Granizo, de Dayana Fraile. / Luis Guillermo Franquiz

Granizo, by Dayana Fraile.

It is a theater of varietés with continuous shows. It is a game of circus mirrors. It is a kaleidoscope ceaselessly spinning. It is also a conversation overheard from a nearby table, to which we pay attention surreptitiously. At a certain moment, eventually, we change places, sit at that adjacent table and participate in what’s being told, without shyness or shame. Dayana Fraile’s verbal magic functions as an anesthetic for social and literary conventions, it suggests, convinces, seduces. It draws the veil of narrative fantasy and until the end of the book it will find a way to walk across the tightrope without losing its balance and falling into boredom. Dayana Fraile seems to follow in the path of several contemporary authors who prefer to dispense with special effects and speak to the reader bluntly, almost abusing trust, employing a simple and direct language that leaves no room for amazement or false likenesses. She accomplishes it, and very well, offering images written like those of a carousel that spins and barely allows a glimpse, a view, appearing and fading within its own narrative scheme without adding any frivolous explanations that serve no function.

The characters described in Granizo (Caracas: Fundación Editorial El perro y la rana, 2011), winner of the short story collection prize in the I Bienal de Literatura Julián Padrón, make up a symbiotic gallery where each one takes up and offers the other, crossing lines, becoming tangential, speaking among themselves and barely letting us perceive a group energy that is only comprehensible to them. We are passersby in a reconstructed city through the youthful experiences of the protagonist, of the other characters who interact with her, and argue, and cry, and dare to dream or vomit their existentialist entrails, all by means of a language that functions according to what the author wants to tell and portray. It is a simple reading, but not because of that simple or plain. It has nuances, imperfections, wrinkles that confer an adequate credibility to what is narrated. It is a pleasure to read because there are no cardboard cut-outs, poses, pompous moments in the language. It works because the author seems to have worried about the small details, the inconsistencies, weaving well the threads that tie the pieces together using metaphors that make us smile without realizing it.

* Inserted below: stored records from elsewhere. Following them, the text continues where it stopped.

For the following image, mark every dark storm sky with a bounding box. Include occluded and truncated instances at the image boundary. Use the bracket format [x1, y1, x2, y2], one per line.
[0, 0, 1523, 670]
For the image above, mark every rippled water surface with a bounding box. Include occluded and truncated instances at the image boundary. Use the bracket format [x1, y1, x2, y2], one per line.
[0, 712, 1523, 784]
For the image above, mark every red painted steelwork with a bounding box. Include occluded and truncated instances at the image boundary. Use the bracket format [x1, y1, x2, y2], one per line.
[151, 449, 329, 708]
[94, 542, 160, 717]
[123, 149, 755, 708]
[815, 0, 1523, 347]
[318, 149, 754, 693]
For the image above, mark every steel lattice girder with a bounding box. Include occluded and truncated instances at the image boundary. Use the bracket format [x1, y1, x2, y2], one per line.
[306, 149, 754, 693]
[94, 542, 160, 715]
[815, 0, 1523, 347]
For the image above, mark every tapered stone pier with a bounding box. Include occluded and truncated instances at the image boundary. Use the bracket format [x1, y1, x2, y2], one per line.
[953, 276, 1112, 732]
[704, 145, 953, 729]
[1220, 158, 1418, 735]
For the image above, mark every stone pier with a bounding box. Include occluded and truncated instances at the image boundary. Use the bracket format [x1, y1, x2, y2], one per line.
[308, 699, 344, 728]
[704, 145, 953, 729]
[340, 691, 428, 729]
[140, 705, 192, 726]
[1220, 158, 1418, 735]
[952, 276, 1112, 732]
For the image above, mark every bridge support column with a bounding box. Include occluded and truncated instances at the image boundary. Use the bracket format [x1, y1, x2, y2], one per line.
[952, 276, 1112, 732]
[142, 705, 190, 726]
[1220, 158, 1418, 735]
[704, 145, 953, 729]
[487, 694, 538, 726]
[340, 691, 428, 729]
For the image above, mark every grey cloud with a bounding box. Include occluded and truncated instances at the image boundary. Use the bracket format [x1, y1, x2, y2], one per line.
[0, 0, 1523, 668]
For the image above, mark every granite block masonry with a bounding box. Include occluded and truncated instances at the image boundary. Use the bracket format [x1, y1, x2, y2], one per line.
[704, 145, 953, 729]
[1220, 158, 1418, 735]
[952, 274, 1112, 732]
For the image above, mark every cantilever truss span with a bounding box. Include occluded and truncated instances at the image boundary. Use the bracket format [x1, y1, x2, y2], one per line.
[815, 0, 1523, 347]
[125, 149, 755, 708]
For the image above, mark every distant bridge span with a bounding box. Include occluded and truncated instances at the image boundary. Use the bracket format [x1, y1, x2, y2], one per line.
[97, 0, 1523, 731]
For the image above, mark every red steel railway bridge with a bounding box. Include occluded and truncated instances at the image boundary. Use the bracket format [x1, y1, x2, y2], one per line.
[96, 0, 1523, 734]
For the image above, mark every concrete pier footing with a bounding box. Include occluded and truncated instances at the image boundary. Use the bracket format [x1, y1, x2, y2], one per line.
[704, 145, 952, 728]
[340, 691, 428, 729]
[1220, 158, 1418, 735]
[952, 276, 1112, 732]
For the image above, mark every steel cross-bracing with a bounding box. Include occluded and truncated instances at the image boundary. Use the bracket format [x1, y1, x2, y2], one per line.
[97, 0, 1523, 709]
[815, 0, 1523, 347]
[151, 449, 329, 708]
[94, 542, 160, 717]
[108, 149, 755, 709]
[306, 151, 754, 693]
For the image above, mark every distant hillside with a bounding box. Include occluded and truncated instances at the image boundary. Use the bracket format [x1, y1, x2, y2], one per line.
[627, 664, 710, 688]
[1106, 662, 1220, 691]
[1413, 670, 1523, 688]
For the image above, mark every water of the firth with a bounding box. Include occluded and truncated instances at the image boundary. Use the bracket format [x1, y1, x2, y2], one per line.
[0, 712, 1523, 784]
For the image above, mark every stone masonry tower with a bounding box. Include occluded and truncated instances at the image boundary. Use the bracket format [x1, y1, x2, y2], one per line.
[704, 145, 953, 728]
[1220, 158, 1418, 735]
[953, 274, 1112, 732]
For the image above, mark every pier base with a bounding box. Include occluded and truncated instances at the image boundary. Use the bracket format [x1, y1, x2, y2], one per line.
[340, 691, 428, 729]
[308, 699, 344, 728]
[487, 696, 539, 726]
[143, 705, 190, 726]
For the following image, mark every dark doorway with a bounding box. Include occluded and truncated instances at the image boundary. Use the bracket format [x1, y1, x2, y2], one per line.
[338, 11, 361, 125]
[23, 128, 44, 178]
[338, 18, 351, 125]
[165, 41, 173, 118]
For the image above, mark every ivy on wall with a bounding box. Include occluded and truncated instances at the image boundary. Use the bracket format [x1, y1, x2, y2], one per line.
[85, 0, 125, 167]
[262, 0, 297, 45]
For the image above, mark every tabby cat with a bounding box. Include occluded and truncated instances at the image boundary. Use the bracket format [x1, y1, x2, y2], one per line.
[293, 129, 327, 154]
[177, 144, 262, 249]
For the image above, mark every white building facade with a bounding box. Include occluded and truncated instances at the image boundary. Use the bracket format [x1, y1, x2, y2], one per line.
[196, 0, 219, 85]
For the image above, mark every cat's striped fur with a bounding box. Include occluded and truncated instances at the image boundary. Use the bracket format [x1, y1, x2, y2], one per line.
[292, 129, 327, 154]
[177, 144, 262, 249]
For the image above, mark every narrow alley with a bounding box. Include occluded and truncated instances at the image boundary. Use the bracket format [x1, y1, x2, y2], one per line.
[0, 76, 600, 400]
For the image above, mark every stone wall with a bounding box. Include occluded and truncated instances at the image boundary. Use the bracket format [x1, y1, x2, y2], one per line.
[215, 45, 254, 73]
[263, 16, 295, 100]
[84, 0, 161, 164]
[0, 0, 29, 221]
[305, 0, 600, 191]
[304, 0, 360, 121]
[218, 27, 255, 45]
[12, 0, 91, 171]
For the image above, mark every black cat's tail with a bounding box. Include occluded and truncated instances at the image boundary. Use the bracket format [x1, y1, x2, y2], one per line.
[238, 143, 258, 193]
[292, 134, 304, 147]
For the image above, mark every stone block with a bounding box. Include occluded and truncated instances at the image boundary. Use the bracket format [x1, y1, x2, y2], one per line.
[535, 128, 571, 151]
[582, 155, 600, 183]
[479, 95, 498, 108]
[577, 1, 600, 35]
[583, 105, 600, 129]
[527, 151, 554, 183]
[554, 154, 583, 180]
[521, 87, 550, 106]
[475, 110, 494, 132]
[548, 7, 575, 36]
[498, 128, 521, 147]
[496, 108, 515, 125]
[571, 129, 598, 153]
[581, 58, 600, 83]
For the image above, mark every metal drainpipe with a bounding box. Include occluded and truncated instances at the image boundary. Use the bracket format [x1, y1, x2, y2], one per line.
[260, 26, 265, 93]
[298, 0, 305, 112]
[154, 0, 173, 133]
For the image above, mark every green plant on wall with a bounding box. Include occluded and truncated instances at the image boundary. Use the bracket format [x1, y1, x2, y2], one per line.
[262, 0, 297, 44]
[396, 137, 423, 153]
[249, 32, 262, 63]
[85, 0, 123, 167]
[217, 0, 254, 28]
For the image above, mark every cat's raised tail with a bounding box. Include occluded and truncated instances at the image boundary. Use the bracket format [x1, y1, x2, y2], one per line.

The different stories are offered as though they came with the trust of a friend’s glance, amid glasses of wine or cups of coffee, whatever might be needed. The narrative style allows for our attention to be sustained, so that one wants to know where these fictional women come from and where they’re going, who occasionally change roles. It is a very feminine book, though not one-dimensional. The characters Dayana Fraile traces are there, at the edge of a glance, names one never pronounces completely, strident colors that run through the opacity of conventional routine. They are characters from a fairy tale that has turned into a concrete reality to the sound of Venezuelan rock. Tangible. Palpable. Recognizable behind a corner, a brief glimpse, indefinite. One is left with the sensation of having arrived in the middle of the work, reaching a fragment that alludes to the rest, to the entire event, just as the day described in Mrs. Dalloway allows us to assimilate the totality of her life, the ceramic pieces scattered in the short stories of Granizo let us to reconstruct a particular universe, a shadow behind the mirror.

I keep thinking of a kaleidoscope due to the sequence of apparently disconnected scenes, although linked together, like a steel spiderweb. A succession that sustains itself through the narrator’s moves, an exchange of places that functions like a hinge, a vehicle for transitions, the bridge that lets us come and go between the various parts of the book, literally. There is also humor. A type of rancid, salubrious humor that pulls a cynical smile of acknowledgment, because the characters are well delineated, with the traits of their humanity nicely distributed and measured to concede to them the appropriate weight for narrative drama. They exist, they almost leap from the page with their complicated literary manners and their city neuroses. I am quite happy to be able to recommend this first book of short stories by a writer who promises, if she decides, to offer us more unconventional fictions. You can find the book in any of the Librerías del Sur throughout Venezuela. I hope you enjoy it as much as I do.